また、公式アカウントを開設していても、見てもらえなければ役割を果たせていないので広告を活用することもあります。
参考(広告未使用例):全力飯。かつや【公式】🥢 (@katsuya__corp) / X
参考(広告使用例):からやま【公式】🥢 (@karayama_fan) / X
2.Webサイト新着情報、3.Webサイト画像、4.店舗情報の新着情報
この3つに共通することは、自社に興味を持っている人が閲覧している場所だということです。興味を持っている方に対して、導線を設けるのは大前提と捉えております。
参考(Webサイト新着情報、画像):とんかつ・カツ丼「かつや」公式サイト
参考(店舗情報の新着情報):かつや 相模大野店 | 【公式】店舗情報
5.エゴサーチ
主に公式アカウントで実施し、プレスリリースに限らず自社について言及してくれている投稿をエゴサして、いいねをします。もし、いいねをきっかけにアカウントに興味を持ちプロフィールを訪問してくれるとどうなるでしょう。投稿やプロフィールリンクからプレスリリースを閲覧してもらえる可能性が高まりますよね。大事なのは、1〜4を実施してからエゴサする順番を守ることです。
これら5つに取り組むと、PR TIMESであれば旬速や今話題ランキングで上位になることも視野に入ります。配信サービスサイトも活用すれば、さらに見てもらう機会を創出できます。
プレスリリースは見てもらうのがゴールじゃない
さて、プレスリリースを配信し見てもらったら、その先は何を目指せばよいのでしょう。
組織や個人が、目的達成や課題解決のために、多様なステークホルダーとの双方向コミュニケーションによって、社会的に望ましい関係を構築・維持する経営機能である。
日本広報学会
このように定義された広報の役割を果たすために、プレスリリースをきっかけにステークホルダーの認識を深め、行動変容を促し、社会的に望ましい関係を構築・維持して企業に貢献するところまで想定してみましょう。
プレスリリースを書いて配信し、見てもらうところまでを描いていたときとその先を想定した場合では、目的や情報収集段階から取り組み方が変わるかもしれません。
その他にも、社内の方から「プレスリリースを配信してほしい」と相談をされた際も、どこまで想定しているのか認識をすり合わせてから対応すると、プレスリリースに対する期待値調整や本当に手段はプレスリリースなのか、他の手段が最適なのではないか、と考えを深める機会にもなります。
まとめ:プレスリリースを配信した先を想定し、効果を最大化しよう
「プレスリリースを書いてほしい」と依頼があった際に、配信の先に何を描いているのか共通認識にしていますか。

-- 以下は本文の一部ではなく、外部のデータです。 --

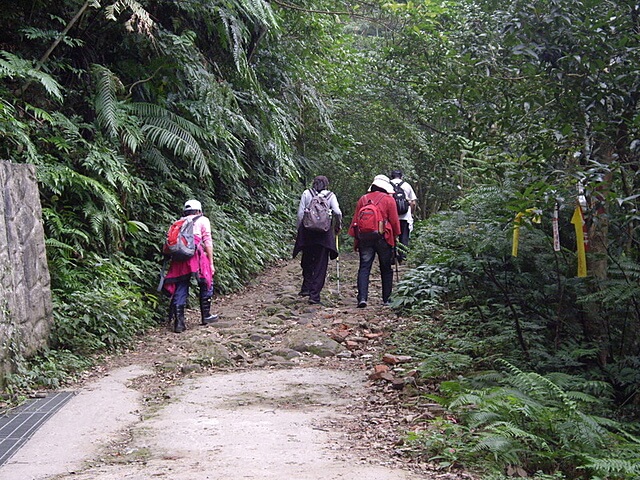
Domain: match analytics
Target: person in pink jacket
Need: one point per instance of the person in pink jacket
(178, 278)
(380, 193)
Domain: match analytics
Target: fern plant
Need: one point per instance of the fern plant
(538, 423)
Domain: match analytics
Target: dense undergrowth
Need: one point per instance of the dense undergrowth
(526, 393)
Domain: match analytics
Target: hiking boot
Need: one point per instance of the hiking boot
(172, 313)
(205, 312)
(179, 325)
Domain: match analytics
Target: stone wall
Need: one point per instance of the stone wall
(25, 290)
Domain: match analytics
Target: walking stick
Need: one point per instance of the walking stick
(338, 263)
(395, 256)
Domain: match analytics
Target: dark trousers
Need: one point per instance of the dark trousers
(367, 255)
(315, 259)
(182, 291)
(404, 239)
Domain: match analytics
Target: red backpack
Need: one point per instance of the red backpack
(370, 223)
(180, 243)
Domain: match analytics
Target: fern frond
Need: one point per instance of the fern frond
(13, 66)
(106, 101)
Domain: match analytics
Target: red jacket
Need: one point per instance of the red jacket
(387, 206)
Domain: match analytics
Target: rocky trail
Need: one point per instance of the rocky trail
(277, 388)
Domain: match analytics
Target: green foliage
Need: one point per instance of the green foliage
(514, 419)
(49, 369)
(100, 308)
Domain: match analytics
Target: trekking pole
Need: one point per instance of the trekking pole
(395, 256)
(338, 263)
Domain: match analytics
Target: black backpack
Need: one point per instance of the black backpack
(318, 215)
(402, 204)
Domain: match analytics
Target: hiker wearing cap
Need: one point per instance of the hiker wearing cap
(200, 265)
(406, 219)
(316, 236)
(378, 203)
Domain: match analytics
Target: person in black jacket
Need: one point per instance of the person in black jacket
(316, 247)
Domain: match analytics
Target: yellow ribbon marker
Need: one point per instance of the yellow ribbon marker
(578, 222)
(516, 234)
(516, 227)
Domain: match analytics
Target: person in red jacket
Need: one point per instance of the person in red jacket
(379, 193)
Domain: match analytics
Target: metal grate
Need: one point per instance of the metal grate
(19, 425)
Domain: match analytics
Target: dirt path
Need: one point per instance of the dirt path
(277, 389)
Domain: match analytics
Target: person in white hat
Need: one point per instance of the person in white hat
(406, 219)
(178, 278)
(379, 195)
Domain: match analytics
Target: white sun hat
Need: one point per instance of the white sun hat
(192, 205)
(383, 182)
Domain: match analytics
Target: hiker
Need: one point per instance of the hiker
(379, 204)
(317, 245)
(200, 266)
(406, 219)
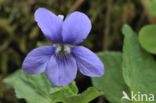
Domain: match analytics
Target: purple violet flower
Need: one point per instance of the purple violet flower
(61, 61)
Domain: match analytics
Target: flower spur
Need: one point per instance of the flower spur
(61, 61)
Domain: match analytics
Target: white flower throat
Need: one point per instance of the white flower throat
(62, 50)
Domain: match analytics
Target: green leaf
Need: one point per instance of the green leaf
(36, 88)
(112, 82)
(152, 7)
(139, 67)
(147, 38)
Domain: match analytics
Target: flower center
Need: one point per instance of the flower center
(62, 50)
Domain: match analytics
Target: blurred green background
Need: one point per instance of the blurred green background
(19, 32)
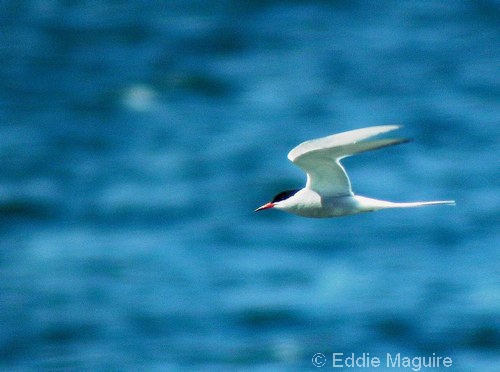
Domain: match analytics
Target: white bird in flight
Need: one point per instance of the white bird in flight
(328, 191)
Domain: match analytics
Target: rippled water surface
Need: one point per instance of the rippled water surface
(136, 138)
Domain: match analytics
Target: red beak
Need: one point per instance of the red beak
(265, 206)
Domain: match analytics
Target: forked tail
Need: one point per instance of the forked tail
(420, 204)
(369, 204)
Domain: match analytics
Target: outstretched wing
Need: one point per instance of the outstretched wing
(320, 158)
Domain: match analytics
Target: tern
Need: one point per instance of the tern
(328, 191)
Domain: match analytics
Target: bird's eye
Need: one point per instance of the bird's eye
(284, 195)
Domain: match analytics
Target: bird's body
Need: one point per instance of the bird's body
(328, 190)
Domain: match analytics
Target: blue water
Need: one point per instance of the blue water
(136, 138)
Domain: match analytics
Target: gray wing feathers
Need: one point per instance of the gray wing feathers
(320, 158)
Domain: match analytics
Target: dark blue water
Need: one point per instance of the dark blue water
(136, 138)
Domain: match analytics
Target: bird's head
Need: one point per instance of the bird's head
(279, 200)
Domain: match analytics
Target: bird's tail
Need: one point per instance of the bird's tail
(369, 204)
(420, 204)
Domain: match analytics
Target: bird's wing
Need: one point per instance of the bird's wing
(320, 158)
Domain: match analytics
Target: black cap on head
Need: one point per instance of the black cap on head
(284, 195)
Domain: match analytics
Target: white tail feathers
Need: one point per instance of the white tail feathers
(369, 204)
(421, 204)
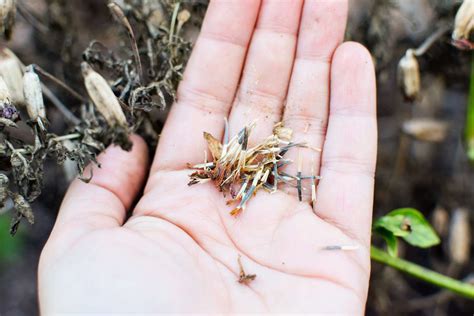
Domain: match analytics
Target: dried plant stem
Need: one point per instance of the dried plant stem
(120, 16)
(435, 278)
(469, 131)
(60, 83)
(431, 40)
(173, 21)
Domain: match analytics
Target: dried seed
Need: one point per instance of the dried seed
(4, 92)
(409, 75)
(11, 72)
(237, 168)
(426, 129)
(459, 236)
(7, 17)
(244, 277)
(463, 25)
(440, 219)
(33, 95)
(341, 247)
(103, 96)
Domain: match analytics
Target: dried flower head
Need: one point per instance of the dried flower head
(460, 236)
(242, 171)
(426, 129)
(463, 25)
(33, 95)
(103, 96)
(7, 17)
(11, 72)
(409, 75)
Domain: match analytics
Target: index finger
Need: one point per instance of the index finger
(210, 82)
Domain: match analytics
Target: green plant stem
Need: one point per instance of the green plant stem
(470, 116)
(461, 288)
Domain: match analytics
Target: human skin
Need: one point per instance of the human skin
(254, 60)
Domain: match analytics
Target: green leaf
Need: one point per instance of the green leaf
(390, 239)
(410, 225)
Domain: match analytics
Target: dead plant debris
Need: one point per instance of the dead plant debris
(120, 100)
(242, 171)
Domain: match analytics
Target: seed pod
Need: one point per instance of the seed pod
(426, 129)
(33, 95)
(182, 18)
(103, 96)
(11, 71)
(464, 24)
(409, 75)
(4, 93)
(7, 17)
(459, 236)
(3, 189)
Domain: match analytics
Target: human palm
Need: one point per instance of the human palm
(179, 251)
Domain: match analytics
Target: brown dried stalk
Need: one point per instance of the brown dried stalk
(242, 171)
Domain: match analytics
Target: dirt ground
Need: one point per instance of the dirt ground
(410, 172)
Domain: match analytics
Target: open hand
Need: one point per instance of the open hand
(267, 61)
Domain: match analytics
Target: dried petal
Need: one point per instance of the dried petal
(409, 75)
(459, 236)
(103, 96)
(283, 133)
(464, 24)
(33, 95)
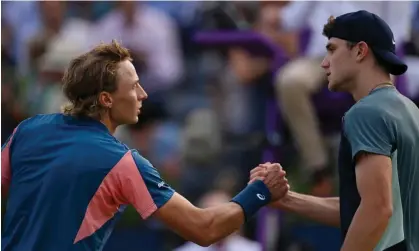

まるで魔法のように、プレスリリース配信という手段がひとり歩きをして期待値調整ができていないと「あんなに協力したのに、意味ないじゃん」とがっかりされてしまう結果になりかねません。
効果的なプレスリリースに仕立てるために必要なのは、情報収集から始まりプレスリリースを配信したその先を想定すること。さらに、自分だけではなく関わる人にも同じ景色を見てもらえるように共通認識にすることが重要ですし、広報の領域を超える手段に取り組むきっかけになります。
本記事が、プレスリリースの効果を高めるお役に立てれば幸いです。